Lutte fratricide des islamistes, fin de l'hégémonie d'Erdogan en Turquie?

: © 2014 by National Review, Inc. Reprinted and translated by permission.

Alex Alexiev dans  "The National Review" analyse la situation politique en Turquie.
( lien )
Quelques points à retenir:
Gullen et Erdogan étaient alliés, ce sont des islamistes aussi  radicaux l'un que l'autre. Leur objectif final est le Caliphat. Ils se battent pour le pouvoir, Erdogan remet les militaires sur la scène politique. L'AKP se scinde, la corruption , les dénis de justice, les scandales et la violence policière, amoindriront considérablement le score de l'AKP aux elections à venir.



En Turquie les procès de grande envergure sont rarement dénoués d'intrigues politiques , mais  il est maintenant clair que la grande affaire de corruption impliquant plusieurs dizaines de personnes proches du sommet de l'élite au pouvoir , dont des membres de la coterie personnelle du Premier ministre Recep Tayyip Erdogan, pourrait bien marquer un tournant dans l'histoire turque moderne .

Les observateurs avisés s'accordent généralement sur ​​sa signification , mais un curieux silence des médias et des diplomates règne sur ces événements. Cela est compréhensible en partie parce que le scandale de corruption a mis à nu l' échec lamentable de la politique de l'administration Obama vis à vis Ankara - une politique fondée sur la pieuse hypothèse que la Turquie est une véritable démocratie islamique et un modèle à suivre pour les autres pays musulmans. Cet  espoir optimiste et délirant a conduit, en Mars 2009, Hillary Clinton, la Secrétaire d'Etat américaine, a faire l'éloge du gouvernement Erdogan pour avoir fait " d'énormes progrès dans la liberté d'expression, la liberté religieuse et les droits de l'homme ". La Turquie, en ce moment là, était au milieu de la plus importante campagne mondiale d'emprisonnement de journalistes .

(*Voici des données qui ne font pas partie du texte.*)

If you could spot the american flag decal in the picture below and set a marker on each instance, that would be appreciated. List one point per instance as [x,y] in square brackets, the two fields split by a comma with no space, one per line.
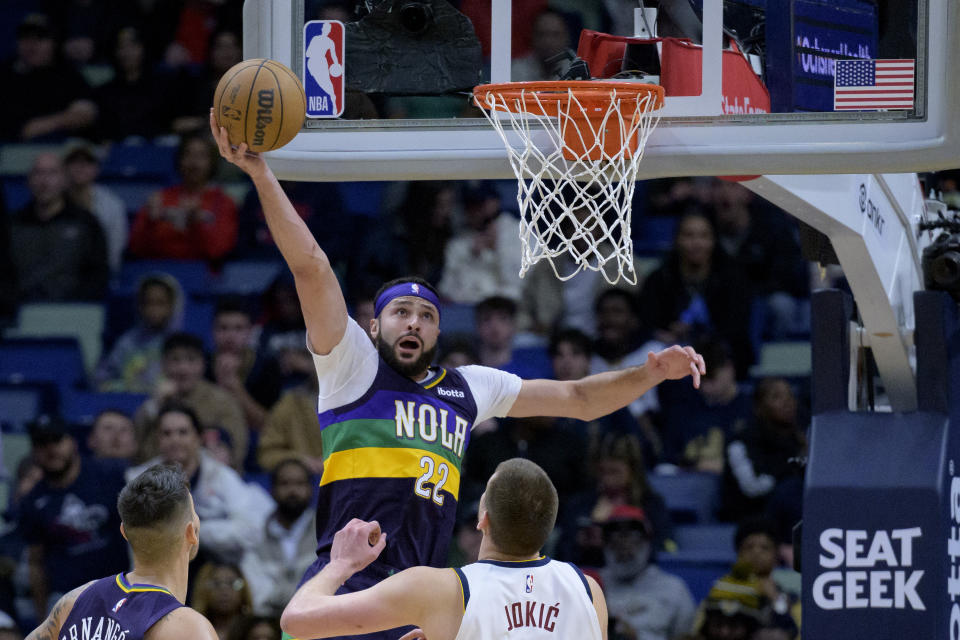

Les révélations de l'enquête confirment, hors de tout doute possible, que notre allié de l'OTAN est devenu un allié des djihadistes en Syrie et un complice du régime de Téhéran . Juste cette semaine, le 14 Janvier , les unités de la police turque ont pérquisitionné les bureaux de la Fondation d'aide humanitaire turque de secours (IHH) - un groupe lié à des djihadistes syriens et , de par sa participation à l'infâme flottille de Gaza , connu pour être proche d'Erdogan . Parmi les personnes arrêtées il ya , dit-on deux principaux agents d'Al -Qaïda , dont un ancien détenu de Guantanamo Bay. Quelques heures après leur arrestation , les deux chefs de la police qui ont dirigé les raids ont été démis de leurs fonctions par le gouvernement de M. Erdogan: ce ne sont que les deux derniers qui s'ajoutent à plus de 500 fonctionnaires de police et procureurs qui ont virés depuis le debut de l'enquête anti-corruption.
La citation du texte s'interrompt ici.